1. A method of repopulating the liver compartment of a mammal comprising:

(a) providing isolated non-immunogenic hepatic progenitors; and

(b) introducing said isolated hepatic progenitors into a liver compartment of a mammal, provided that such introduction is carried out in the absence of immune-suppressing amounts of an immunosuppressant.

2. The method of claim 1 in which the isolated hepatic progenitors are introduced by implantation or injection.

3. The method of claim 1 in which a sub-immune-suppressing amount of an immunosuppressant is administered to the mammal.

4. The method of claim 3 in which the sub-immune-suppressing amount is less than about 10 mg of an immunosuppressant per kilogram of the mammal.

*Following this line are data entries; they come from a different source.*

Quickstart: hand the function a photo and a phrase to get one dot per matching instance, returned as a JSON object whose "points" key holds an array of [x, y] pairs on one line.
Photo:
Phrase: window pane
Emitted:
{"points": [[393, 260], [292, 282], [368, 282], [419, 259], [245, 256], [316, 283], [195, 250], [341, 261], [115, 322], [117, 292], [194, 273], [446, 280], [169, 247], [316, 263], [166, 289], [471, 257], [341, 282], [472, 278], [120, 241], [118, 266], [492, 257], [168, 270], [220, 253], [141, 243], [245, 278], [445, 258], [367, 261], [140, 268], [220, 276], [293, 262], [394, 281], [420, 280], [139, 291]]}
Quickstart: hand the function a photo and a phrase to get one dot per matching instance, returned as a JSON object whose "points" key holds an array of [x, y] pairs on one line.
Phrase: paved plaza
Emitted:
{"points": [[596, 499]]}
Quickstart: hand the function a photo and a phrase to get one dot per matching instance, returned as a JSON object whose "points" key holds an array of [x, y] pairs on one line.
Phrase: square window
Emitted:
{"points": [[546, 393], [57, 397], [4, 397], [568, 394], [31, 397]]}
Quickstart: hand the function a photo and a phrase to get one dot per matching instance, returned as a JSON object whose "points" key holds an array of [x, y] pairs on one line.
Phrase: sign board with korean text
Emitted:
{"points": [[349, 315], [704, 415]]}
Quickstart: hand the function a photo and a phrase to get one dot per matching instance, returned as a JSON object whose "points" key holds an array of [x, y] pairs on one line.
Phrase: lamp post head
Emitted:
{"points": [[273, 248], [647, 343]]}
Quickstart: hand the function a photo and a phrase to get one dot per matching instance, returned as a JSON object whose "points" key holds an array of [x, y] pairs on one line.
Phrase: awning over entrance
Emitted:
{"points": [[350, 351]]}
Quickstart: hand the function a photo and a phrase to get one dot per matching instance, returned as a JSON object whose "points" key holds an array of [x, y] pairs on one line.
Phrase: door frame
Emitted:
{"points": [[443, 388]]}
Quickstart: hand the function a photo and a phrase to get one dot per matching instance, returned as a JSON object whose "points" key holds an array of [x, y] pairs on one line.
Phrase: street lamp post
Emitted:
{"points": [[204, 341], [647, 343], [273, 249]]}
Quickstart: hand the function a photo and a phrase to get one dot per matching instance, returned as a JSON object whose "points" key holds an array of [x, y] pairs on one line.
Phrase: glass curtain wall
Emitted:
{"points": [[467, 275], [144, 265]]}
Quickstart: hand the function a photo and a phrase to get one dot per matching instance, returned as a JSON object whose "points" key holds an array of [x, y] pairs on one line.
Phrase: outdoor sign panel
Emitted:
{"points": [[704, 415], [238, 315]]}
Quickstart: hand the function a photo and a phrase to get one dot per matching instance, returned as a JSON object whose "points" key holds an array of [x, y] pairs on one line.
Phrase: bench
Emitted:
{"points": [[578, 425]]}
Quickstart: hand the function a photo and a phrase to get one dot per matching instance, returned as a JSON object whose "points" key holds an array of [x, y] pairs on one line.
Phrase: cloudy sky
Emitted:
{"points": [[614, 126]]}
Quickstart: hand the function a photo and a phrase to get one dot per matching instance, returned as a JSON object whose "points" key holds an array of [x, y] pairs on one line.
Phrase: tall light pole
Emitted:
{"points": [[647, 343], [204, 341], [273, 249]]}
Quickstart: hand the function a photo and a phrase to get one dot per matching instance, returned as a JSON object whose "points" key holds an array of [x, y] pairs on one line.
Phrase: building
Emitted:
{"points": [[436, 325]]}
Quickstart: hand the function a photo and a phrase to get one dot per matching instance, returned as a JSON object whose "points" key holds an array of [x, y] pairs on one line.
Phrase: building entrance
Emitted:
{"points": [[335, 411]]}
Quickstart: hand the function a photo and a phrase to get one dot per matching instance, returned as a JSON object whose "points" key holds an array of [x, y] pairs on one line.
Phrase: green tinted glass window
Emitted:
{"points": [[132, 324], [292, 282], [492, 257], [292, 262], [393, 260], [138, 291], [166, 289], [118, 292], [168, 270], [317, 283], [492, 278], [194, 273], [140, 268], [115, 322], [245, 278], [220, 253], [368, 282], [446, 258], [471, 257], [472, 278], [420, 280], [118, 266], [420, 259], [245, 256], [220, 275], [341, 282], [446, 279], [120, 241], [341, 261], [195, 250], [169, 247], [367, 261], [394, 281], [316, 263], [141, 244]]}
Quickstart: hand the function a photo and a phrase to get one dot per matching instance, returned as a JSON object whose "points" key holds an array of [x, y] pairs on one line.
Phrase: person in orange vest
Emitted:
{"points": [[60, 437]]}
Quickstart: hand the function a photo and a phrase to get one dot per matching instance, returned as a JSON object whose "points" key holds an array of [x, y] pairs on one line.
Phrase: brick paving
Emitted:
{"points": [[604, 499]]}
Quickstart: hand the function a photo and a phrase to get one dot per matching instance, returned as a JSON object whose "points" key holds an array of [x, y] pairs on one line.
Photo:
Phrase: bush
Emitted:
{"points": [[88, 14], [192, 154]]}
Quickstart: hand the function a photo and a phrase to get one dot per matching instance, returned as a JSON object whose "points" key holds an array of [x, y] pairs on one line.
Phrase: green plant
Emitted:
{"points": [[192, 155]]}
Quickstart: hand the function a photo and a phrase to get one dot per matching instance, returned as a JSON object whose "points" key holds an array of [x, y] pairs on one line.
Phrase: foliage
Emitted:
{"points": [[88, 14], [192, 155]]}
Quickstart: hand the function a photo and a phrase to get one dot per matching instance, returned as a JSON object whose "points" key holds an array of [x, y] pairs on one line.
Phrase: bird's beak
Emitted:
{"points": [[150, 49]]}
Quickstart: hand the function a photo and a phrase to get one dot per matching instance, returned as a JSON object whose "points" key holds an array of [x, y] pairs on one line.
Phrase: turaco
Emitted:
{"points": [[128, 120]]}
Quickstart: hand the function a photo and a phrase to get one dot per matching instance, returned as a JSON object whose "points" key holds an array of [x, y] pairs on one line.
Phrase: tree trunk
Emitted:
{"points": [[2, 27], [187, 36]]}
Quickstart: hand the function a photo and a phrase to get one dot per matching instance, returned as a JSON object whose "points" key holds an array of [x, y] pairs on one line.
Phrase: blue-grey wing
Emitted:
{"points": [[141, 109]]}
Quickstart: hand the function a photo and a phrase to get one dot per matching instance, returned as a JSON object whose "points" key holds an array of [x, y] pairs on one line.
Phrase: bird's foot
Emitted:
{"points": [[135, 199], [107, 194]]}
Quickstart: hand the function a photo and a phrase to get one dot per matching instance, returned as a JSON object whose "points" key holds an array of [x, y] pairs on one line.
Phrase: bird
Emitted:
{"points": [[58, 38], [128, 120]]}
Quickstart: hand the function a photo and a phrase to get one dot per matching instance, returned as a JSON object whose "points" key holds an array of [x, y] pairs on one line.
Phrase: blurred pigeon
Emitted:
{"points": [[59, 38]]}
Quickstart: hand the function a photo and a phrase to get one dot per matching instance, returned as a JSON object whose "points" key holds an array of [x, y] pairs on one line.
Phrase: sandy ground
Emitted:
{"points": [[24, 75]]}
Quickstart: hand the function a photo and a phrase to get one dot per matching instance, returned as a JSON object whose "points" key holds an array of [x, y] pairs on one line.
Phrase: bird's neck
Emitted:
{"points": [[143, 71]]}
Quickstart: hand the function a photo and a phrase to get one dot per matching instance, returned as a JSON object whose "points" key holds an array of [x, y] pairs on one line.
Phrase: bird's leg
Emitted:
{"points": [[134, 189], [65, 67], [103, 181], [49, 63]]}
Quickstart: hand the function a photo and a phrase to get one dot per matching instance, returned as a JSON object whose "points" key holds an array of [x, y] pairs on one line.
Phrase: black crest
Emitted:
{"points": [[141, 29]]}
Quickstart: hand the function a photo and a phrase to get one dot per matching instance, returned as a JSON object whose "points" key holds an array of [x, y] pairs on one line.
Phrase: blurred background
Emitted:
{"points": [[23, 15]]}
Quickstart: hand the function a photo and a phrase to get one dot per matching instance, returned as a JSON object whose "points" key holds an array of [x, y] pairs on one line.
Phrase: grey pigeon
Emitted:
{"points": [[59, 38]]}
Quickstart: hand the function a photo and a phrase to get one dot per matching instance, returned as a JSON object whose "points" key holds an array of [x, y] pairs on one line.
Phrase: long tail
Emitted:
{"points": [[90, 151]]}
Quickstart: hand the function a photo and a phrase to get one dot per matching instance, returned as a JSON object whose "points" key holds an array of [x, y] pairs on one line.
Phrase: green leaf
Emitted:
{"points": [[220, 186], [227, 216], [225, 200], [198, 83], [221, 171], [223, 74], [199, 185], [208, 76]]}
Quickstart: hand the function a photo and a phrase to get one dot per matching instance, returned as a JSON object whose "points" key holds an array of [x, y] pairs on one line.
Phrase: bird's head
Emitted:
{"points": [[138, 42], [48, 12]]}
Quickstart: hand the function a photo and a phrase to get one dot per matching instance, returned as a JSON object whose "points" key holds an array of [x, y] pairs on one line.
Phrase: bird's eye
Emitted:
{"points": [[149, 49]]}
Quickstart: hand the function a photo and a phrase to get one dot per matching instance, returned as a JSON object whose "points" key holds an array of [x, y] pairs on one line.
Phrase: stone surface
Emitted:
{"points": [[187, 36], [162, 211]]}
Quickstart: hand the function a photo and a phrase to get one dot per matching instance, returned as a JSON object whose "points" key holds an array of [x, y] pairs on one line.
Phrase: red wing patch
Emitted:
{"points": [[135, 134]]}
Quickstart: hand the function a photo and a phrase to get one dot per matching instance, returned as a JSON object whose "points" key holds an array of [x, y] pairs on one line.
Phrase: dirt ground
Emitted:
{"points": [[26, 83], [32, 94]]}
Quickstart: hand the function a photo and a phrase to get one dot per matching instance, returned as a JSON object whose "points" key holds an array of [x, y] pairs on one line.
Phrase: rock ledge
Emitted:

5. The method of claim 3 in which the sub-immune-suppressing amount is less than about 5 mg of an immunosuppressant per kilogram of the mammal.

6. The method of claim 3 in which the sub-immune-suppressing amount is less than about 3 mg of an immunosuppressant per kilogram of the mammal.

7. The method of claim 3 in which the sub-immune-suppressing amount is less than about 0.1 mg of an immunosuppressant per kilogram of the mammal

8. The method of claim 3 in which the immunosuppressant is selected from the group consisting of prednisone, azathioprine, cyclosporine, and mycophenolate.

9. The method of claim 1 in which the mammal is a non-human.

10. The method of claim 1 in which the mammal is a human.

11. The method of claim 10 in which the human is an allogenic recipient.

12. The method of claim 11 in which the allogenic recipient is neither immune-compromised nor immune-privileged.

13. The method of claim 1 in which the isolated non-immunogenic hepatic progenitors are further characterized as non-immunosuppressive.

14. The method of claim 1 in which the isolated non-immunogenic hepatic progenitors are positive for EpCAM expression.